Table of contents
1. Main points
In the latest period, 28 April to 23 May 2021, based on adults in Great Britain, we found:
More than 9 in 10 (94%) adults reported positive sentiment towards a coronavirus (COVID-19) vaccine, while 6% report vaccine hesitancy; this is a similar finding to the previous period (93% and 7% respectively in the period 31 March to 25 April 2021), and a trend observed across most population groups.
Around 1 in 8 (13%) of those aged 16 to 29 years reported vaccine hesitancy, the highest of all age groups; this has not changed from the previous period.
Black or Black British adults had the highest rates of vaccine hesitancy compared with all ethnic groups, at 21% in this period compared with 30% in the previous period; this decrease was not statistically significant.
Around 1 in 10 adults identifying Muslim (11%) or Other (11%) as their religion1 reported vaccine hesitancy; this was higher compared with adults who identify as Christian (5%) or as Hindu (2%), however, there was no statistically significant difference when compared with any of the remaining religious groups.
In London, 8% of adults reported vaccine hesitancy – a higher percentage than most other regions in England; this compared with 12% in the previous period, however this decrease wasn't statistically significant.
Adults living in the most deprived areas of England (based on the Index of Multiple Deprivation) were more likely to report vaccine hesitancy (10%) than adults living in the least deprived area (3%); this is similar to findings in the previous period (12% and 4% respectively).
Among those with negative vaccine sentiment, there were differences in the reasons for vaccine refusal reported across various population groups, some of which are:
Around 1 in 3 (31%) women selected reasons relating to fertility.
Clinically extremely vulnerable (44%) and disabled adults (27%) were most likely to be worried about the effect on an existing health condition, compared with 11% of all adults.
Those living in the least deprived areas of England (27%) were more likely to say that coronavirus was not a personal risk than those living in the most deprived areas (8%).

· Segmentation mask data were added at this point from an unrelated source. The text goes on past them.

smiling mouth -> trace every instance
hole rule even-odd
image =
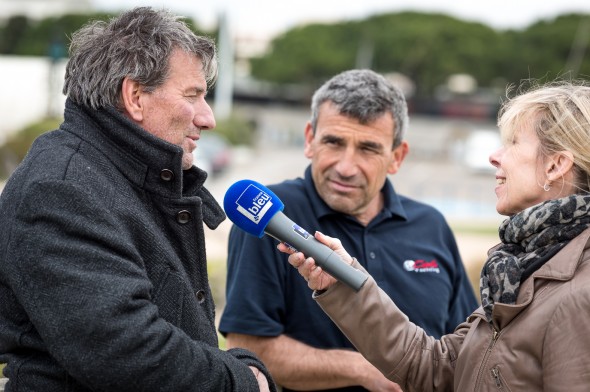
[[[348,193],[355,190],[357,187],[353,184],[348,184],[339,181],[330,181],[332,189],[338,193]]]
[[[504,184],[506,184],[506,179],[505,178],[496,178],[496,184],[504,185]]]
[[[191,151],[194,151],[197,148],[197,140],[199,140],[199,139],[192,139],[190,137],[187,137],[187,139],[189,140],[188,141],[188,148]]]

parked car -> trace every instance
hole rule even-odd
[[[202,132],[193,152],[195,165],[212,177],[221,174],[231,163],[230,144],[223,136],[214,132]]]

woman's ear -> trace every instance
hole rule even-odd
[[[559,178],[565,177],[572,171],[574,167],[574,154],[570,151],[560,151],[555,153],[551,159],[547,161],[545,174],[549,181],[555,181]]]
[[[143,121],[143,105],[141,102],[141,85],[128,76],[123,79],[121,86],[121,98],[123,101],[123,108],[132,120],[136,122]]]

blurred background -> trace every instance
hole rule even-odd
[[[502,221],[488,155],[507,88],[590,75],[587,0],[205,3],[0,0],[0,192],[32,140],[61,122],[72,32],[133,6],[167,8],[219,47],[209,95],[218,127],[195,154],[220,201],[239,179],[302,175],[311,94],[338,72],[371,68],[409,102],[410,155],[393,178],[396,190],[445,214],[476,285]],[[207,234],[219,306],[230,225]]]

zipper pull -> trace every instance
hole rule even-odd
[[[496,381],[496,387],[502,389],[502,380],[500,379],[500,372],[497,367],[492,368],[492,377],[494,377],[494,380]]]
[[[494,344],[496,344],[496,340],[498,340],[498,335],[500,335],[500,332],[498,332],[496,328],[492,327],[492,340],[490,340],[488,351],[491,351],[492,347],[494,347]]]

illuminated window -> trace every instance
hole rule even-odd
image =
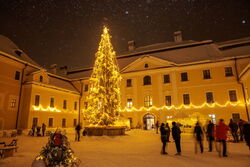
[[[171,96],[165,96],[165,105],[171,106]]]
[[[32,125],[37,126],[37,124],[38,124],[38,118],[34,117],[33,120],[32,120]]]
[[[53,118],[49,118],[49,127],[53,127]]]
[[[206,92],[207,103],[214,103],[213,92]]]
[[[216,115],[215,114],[209,114],[208,117],[211,118],[211,121],[213,124],[216,124]]]
[[[77,125],[77,119],[74,119],[73,120],[73,126],[76,126]]]
[[[236,102],[237,101],[237,95],[236,95],[236,90],[229,90],[229,99],[231,102]]]
[[[232,69],[232,67],[225,67],[225,76],[226,77],[231,77],[231,76],[233,76],[234,74],[233,74],[233,69]]]
[[[15,74],[15,80],[19,80],[20,79],[20,72],[19,71],[16,71],[16,74]]]
[[[187,72],[181,73],[181,81],[188,81],[188,73]]]
[[[151,77],[150,76],[145,76],[143,78],[143,85],[151,85]]]
[[[144,68],[148,68],[148,64],[144,64]]]
[[[127,107],[131,108],[133,106],[133,101],[132,99],[127,99]]]
[[[77,102],[74,103],[74,110],[77,110]]]
[[[35,96],[35,106],[39,106],[39,104],[40,104],[40,96],[36,95]]]
[[[84,86],[84,91],[87,92],[89,90],[89,85]]]
[[[39,80],[40,82],[43,82],[43,76],[40,76]]]
[[[53,97],[50,98],[50,107],[55,107],[55,99]]]
[[[210,70],[203,70],[203,79],[211,79]]]
[[[189,94],[183,94],[183,104],[190,104],[190,97]]]
[[[144,107],[151,107],[152,106],[152,97],[151,96],[145,96],[144,97]]]
[[[63,128],[66,127],[66,119],[65,119],[65,118],[62,119],[62,127],[63,127]]]
[[[63,100],[63,109],[67,109],[67,100]]]
[[[132,79],[127,79],[127,87],[132,87]]]
[[[168,74],[167,74],[167,75],[164,75],[164,76],[163,76],[163,79],[164,79],[164,83],[170,83],[170,77],[169,77]]]
[[[16,99],[11,99],[10,107],[11,108],[15,108],[16,107]]]

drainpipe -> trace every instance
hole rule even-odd
[[[241,85],[241,89],[242,89],[242,93],[243,93],[243,98],[244,98],[245,109],[246,109],[246,113],[247,113],[247,119],[248,119],[248,121],[250,121],[250,119],[249,119],[249,113],[248,113],[248,107],[247,107],[246,94],[245,94],[245,90],[244,90],[244,85],[239,80],[236,58],[234,58],[234,68],[235,68],[235,71],[236,71],[237,82]]]
[[[79,111],[78,111],[78,124],[80,125],[80,116],[81,116],[81,99],[82,99],[82,87],[83,87],[83,84],[82,84],[82,81],[80,80],[80,83],[81,83],[81,89],[80,89],[80,97],[79,97]]]
[[[24,70],[27,68],[27,64],[25,64],[25,67],[22,69],[22,77],[20,82],[20,90],[19,90],[19,101],[18,101],[18,107],[17,107],[17,116],[16,116],[16,129],[18,128],[18,119],[19,119],[19,113],[20,113],[20,105],[21,105],[21,97],[22,97],[22,90],[23,90],[23,76],[24,76]]]

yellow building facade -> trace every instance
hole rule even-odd
[[[44,69],[0,37],[0,128],[84,125],[92,69]],[[121,115],[131,128],[151,129],[156,121],[191,126],[197,120],[249,119],[250,38],[138,48],[129,42],[129,51],[117,60]]]

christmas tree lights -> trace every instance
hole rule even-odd
[[[104,27],[93,73],[89,80],[88,107],[84,118],[92,125],[114,125],[120,112],[121,75],[108,28]]]

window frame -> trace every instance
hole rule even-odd
[[[230,92],[235,92],[235,97],[232,97]],[[229,97],[230,102],[237,102],[238,101],[237,91],[235,89],[228,90],[228,97]],[[235,99],[233,99],[233,98],[235,98]]]
[[[163,75],[163,83],[170,83],[170,75],[169,74],[164,74]]]
[[[211,100],[209,100],[209,96],[208,96],[209,94],[212,95],[211,96],[212,97]],[[208,104],[213,104],[214,103],[214,93],[213,92],[206,92],[205,96],[206,96],[206,103],[208,103]]]
[[[151,76],[146,75],[143,77],[143,86],[144,85],[152,85]]]
[[[227,69],[230,69],[229,71]],[[225,77],[232,77],[234,76],[233,68],[231,66],[224,67]]]
[[[184,93],[182,95],[183,97],[183,104],[184,105],[190,105],[191,104],[191,100],[190,100],[190,94],[189,93]],[[188,97],[188,98],[187,98]],[[186,99],[187,98],[187,99]],[[187,103],[188,102],[188,103]]]
[[[171,106],[171,105],[172,105],[172,96],[171,95],[165,96],[165,106]]]
[[[35,103],[34,103],[35,106],[39,106],[40,105],[40,95],[35,95]]]
[[[126,80],[126,87],[132,87],[132,79],[127,79]]]
[[[146,95],[144,97],[144,107],[152,107],[153,106],[153,98],[150,95]]]
[[[203,79],[211,79],[211,71],[210,70],[203,70]]]
[[[181,73],[181,82],[187,82],[187,81],[188,81],[188,73],[187,72],[182,72]]]

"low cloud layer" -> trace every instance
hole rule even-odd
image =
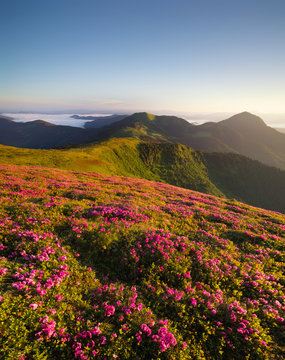
[[[16,122],[28,122],[34,120],[44,120],[55,125],[66,125],[74,127],[84,127],[84,124],[90,120],[72,119],[74,114],[21,114],[21,113],[2,113],[2,116],[7,116]],[[77,114],[80,115],[80,114]],[[111,114],[84,114],[84,116],[108,116]]]

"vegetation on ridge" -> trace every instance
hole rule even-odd
[[[105,120],[98,118],[86,127],[88,129],[50,126],[40,121],[15,123],[0,116],[0,143],[25,148],[52,148],[132,137],[184,144],[195,150],[234,152],[285,169],[285,135],[248,112],[203,125],[193,125],[176,116],[142,112],[130,116],[114,115]]]
[[[284,359],[284,215],[0,167],[0,357]]]
[[[112,138],[61,150],[18,149],[1,145],[0,150],[0,163],[162,181],[285,212],[285,171],[238,154],[197,152],[180,144],[132,138]]]
[[[203,125],[193,125],[176,116],[135,113],[101,128],[96,139],[112,137],[174,142],[209,152],[234,152],[285,169],[285,135],[248,112]]]

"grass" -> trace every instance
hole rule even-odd
[[[0,188],[1,359],[284,359],[284,215],[51,168]]]
[[[285,171],[238,154],[197,152],[180,144],[111,138],[50,150],[1,145],[0,163],[160,181],[285,212]]]

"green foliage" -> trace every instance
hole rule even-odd
[[[284,359],[284,215],[57,169],[0,188],[1,359]]]
[[[227,197],[285,212],[285,171],[237,155],[204,153],[209,178]]]
[[[19,149],[2,145],[0,150],[0,162],[4,164],[161,181],[285,211],[285,171],[238,154],[203,153],[185,145],[134,138],[112,138],[88,146],[57,150]]]

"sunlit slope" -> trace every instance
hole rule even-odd
[[[133,138],[61,150],[0,150],[0,163],[162,181],[285,212],[285,171],[238,154],[197,152],[180,144]]]
[[[0,166],[0,358],[284,358],[285,216]]]
[[[2,163],[132,176],[222,194],[208,178],[200,156],[183,145],[113,138],[73,149],[31,150],[0,146],[0,150]]]
[[[285,135],[256,115],[243,112],[218,123],[193,125],[168,115],[146,112],[115,116],[120,120],[99,128],[55,126],[45,121],[15,123],[0,116],[0,143],[23,148],[49,149],[78,146],[112,138],[170,142],[209,152],[235,152],[285,169]],[[96,124],[94,126],[97,126]],[[76,145],[75,145],[76,144]]]
[[[195,150],[236,152],[285,169],[285,135],[248,112],[199,126],[175,116],[135,113],[100,129],[97,137],[135,137],[176,142]]]

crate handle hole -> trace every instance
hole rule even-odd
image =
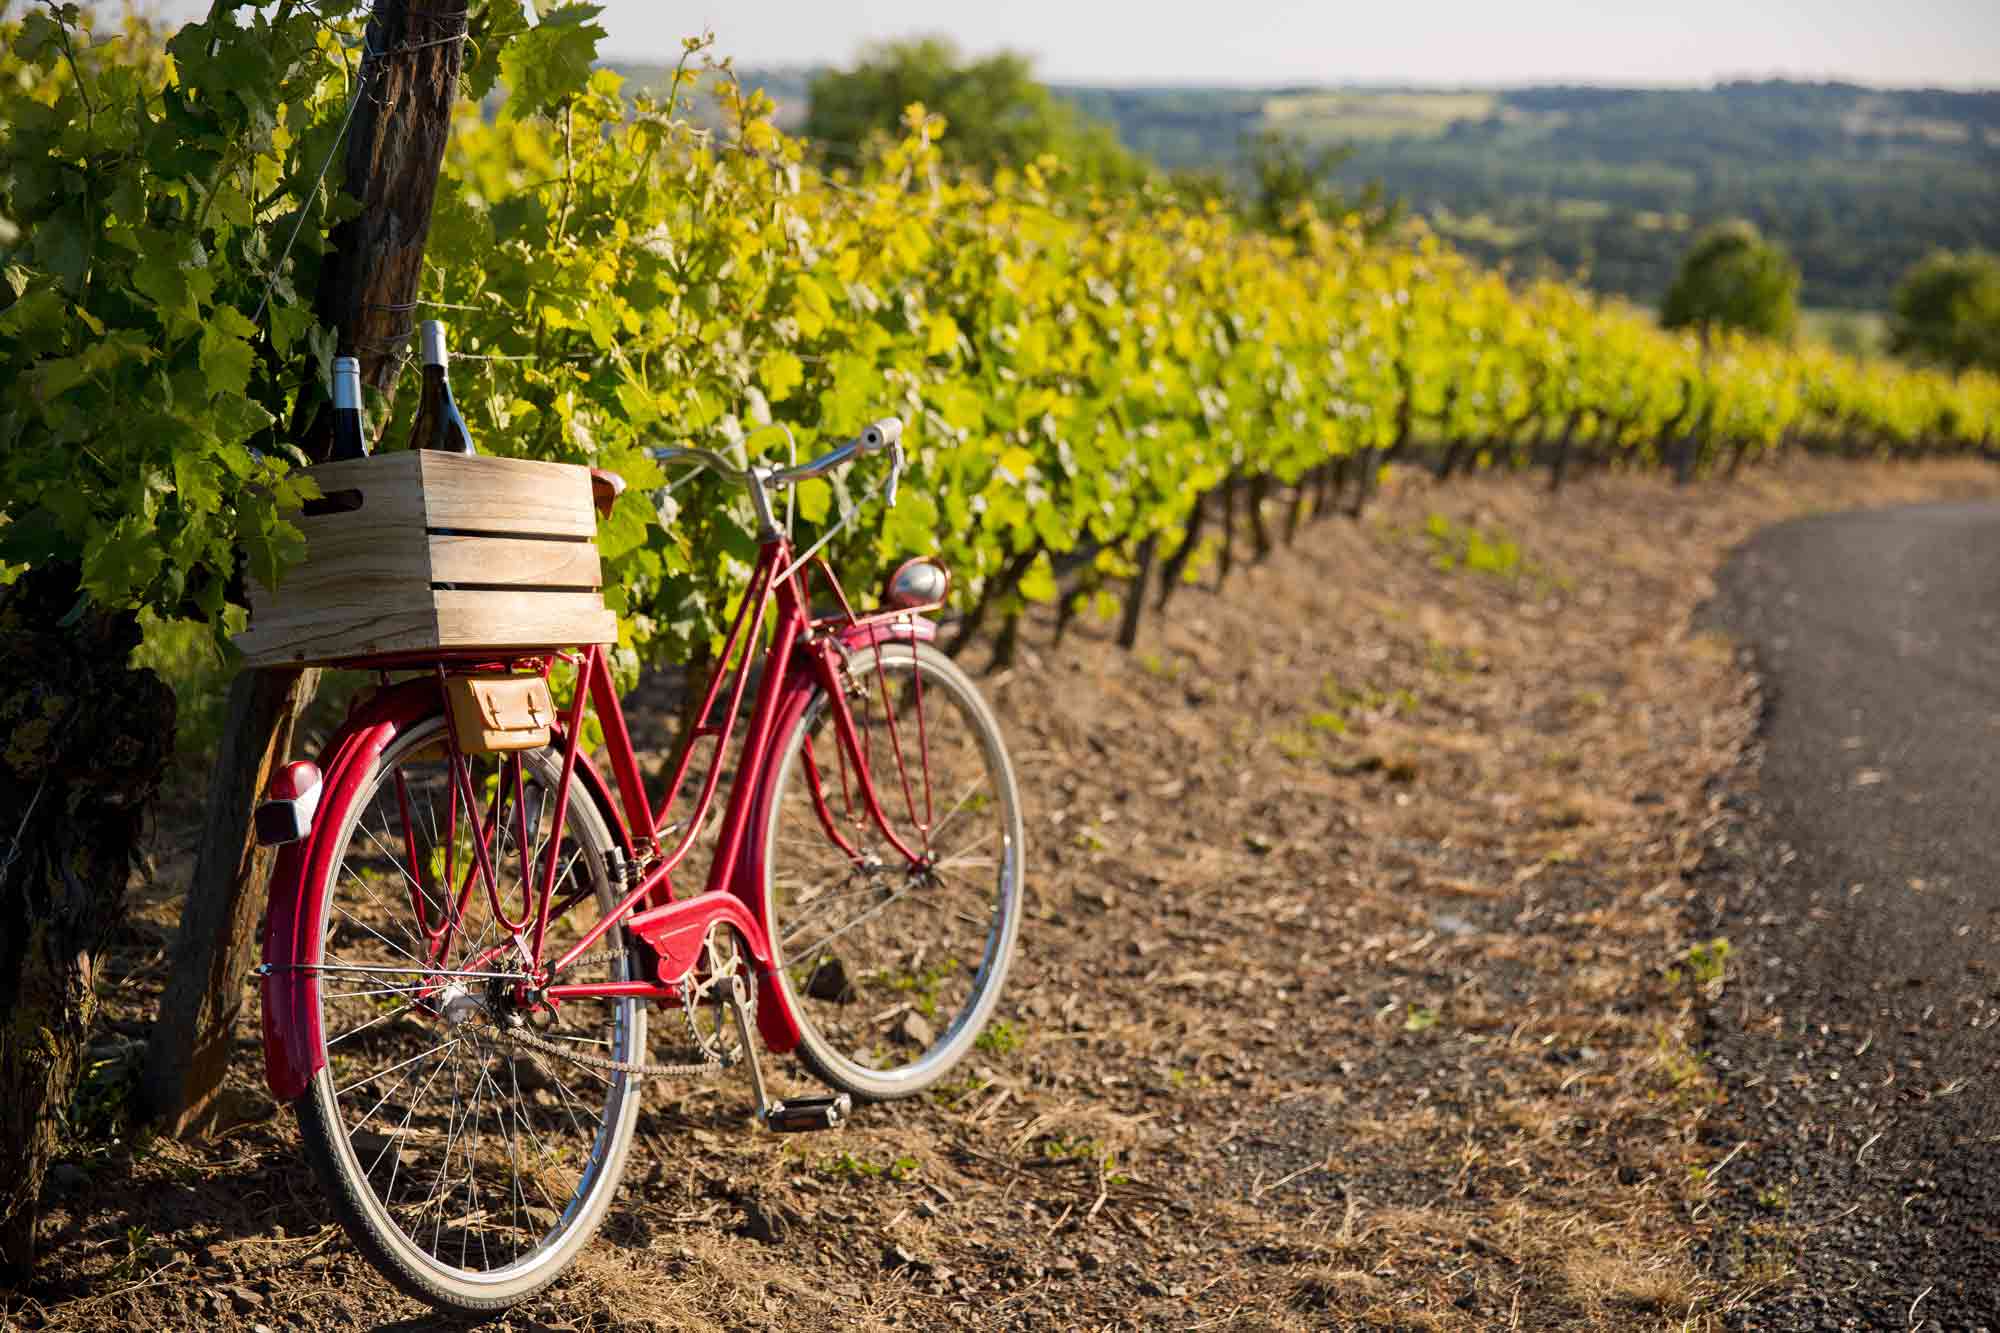
[[[344,491],[328,491],[317,500],[305,503],[305,516],[318,518],[322,514],[351,514],[361,508],[361,492],[352,487]]]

The estimates are from a sample of adults and may differ from the latest official data on the number of adults who have received the COVID-19 vaccination. It does not include adults living in care homes or other establishments.
Notes for: Main points
- Other here refers to people who identify their religion as: No Religion, Christian, Buddhist, Hindu, Jewish, Muslim or Sikh. For more information please see the GSS harmonised principle for Religion.
3. Measuring the data
Vaccine sentiment
"Vaccine hesitancy" refers to adults who:
- have been offered a vaccine and decided not to be vaccinated
- report being very or fairly unlikely to have a vaccine if offered
- responded "neither likely nor unlikely", "don't know" or "prefer not to say" to the question "if a vaccine for the coronavirus (COVID-19) was offered to you, how likely or unlikely would you be to have the vaccine?"
It should be noted that a small number of respondents reported "prefer not to say". This response is considered to represent those unsure about the vaccine.
"Positive sentiment" refers to adults who:
- have received a vaccine
- have been offered a vaccine and are waiting to be vaccinated
- report being very or fairly likely to have a vaccine if offered
When considering the reasons for not having the vaccine, the base population is adults reporting negative sentiment.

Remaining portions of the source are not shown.